# Corsair 4GB DDR2 800 RAM (PC 6400) vs OCZ 4GB DDR2 1066 RAM (PC 8500)



## smoothjk (Nov 3, 2008)

Corsair: $69.99
OCZ: $129.99

Is the upgrade from 800 to 1066 MHz worth twice the cost? I'm going to be getting a Phenom quad core in the future, which would make my mobo compatible with the 1066 memory, but I'm not sure if it's worth it. I could get the Corsair memory now, use it with my dual core, and save some money...and miss out on some performance later.
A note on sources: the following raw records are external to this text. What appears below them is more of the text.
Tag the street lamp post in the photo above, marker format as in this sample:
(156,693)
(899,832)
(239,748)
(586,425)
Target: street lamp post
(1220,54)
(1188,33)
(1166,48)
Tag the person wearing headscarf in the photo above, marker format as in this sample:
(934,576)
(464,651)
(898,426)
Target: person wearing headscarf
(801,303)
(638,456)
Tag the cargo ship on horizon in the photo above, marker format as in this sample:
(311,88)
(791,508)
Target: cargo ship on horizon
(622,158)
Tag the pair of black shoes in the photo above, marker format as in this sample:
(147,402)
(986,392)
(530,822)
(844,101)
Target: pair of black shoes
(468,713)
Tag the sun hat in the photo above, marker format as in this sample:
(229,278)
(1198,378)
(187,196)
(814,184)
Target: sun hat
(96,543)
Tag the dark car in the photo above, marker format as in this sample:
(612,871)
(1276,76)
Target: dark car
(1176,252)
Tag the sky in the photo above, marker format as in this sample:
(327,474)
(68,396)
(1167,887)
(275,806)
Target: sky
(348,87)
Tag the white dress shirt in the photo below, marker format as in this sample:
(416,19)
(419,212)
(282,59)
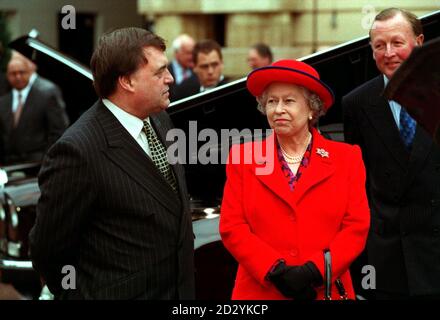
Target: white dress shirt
(395,107)
(132,124)
(24,93)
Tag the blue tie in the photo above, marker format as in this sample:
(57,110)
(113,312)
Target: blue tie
(407,128)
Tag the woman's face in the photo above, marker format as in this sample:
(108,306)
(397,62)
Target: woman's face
(287,109)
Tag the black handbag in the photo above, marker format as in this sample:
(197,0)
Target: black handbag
(328,279)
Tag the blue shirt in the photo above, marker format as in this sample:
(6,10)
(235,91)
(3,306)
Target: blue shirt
(395,107)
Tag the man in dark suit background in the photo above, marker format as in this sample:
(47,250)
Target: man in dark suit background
(403,170)
(182,64)
(32,114)
(111,206)
(208,69)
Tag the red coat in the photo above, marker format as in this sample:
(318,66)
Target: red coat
(262,221)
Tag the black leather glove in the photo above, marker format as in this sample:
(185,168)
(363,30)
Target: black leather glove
(296,282)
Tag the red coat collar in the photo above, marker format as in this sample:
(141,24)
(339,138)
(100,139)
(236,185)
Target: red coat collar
(268,170)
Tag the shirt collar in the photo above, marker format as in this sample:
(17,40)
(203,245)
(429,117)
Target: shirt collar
(203,89)
(131,123)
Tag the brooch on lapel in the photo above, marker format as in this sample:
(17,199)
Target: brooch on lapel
(322,152)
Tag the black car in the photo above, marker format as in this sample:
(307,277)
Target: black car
(229,108)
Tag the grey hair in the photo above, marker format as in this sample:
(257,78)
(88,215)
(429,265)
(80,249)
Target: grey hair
(313,100)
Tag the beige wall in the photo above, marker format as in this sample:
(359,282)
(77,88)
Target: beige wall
(43,14)
(286,25)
What are your thoughts? Does the better memory make a difference, especially in light of the quad core CPU coming up for me?


----------



## Ethan3.14159 (Nov 3, 2008)

There isn't enough of a difference to justify spending an extra $60. You're not going to miss out on much performance, and you probably couldn't notice the difference.


----------



## StrangleHold (Nov 3, 2008)

Not for that price on DDR2 1066. You can get 4gb of DDR2 1066 in OCZ/G Skill/Kingston or Patriot for under 90 dollars.


----------



## ScOuT (Nov 3, 2008)

It's not worth spending the extra money...the performance gain will be small, not even anything you would even notice. But if you are...buy some with a good rebate or wait for a sale, you can find good RAM cheap if you wait and look around.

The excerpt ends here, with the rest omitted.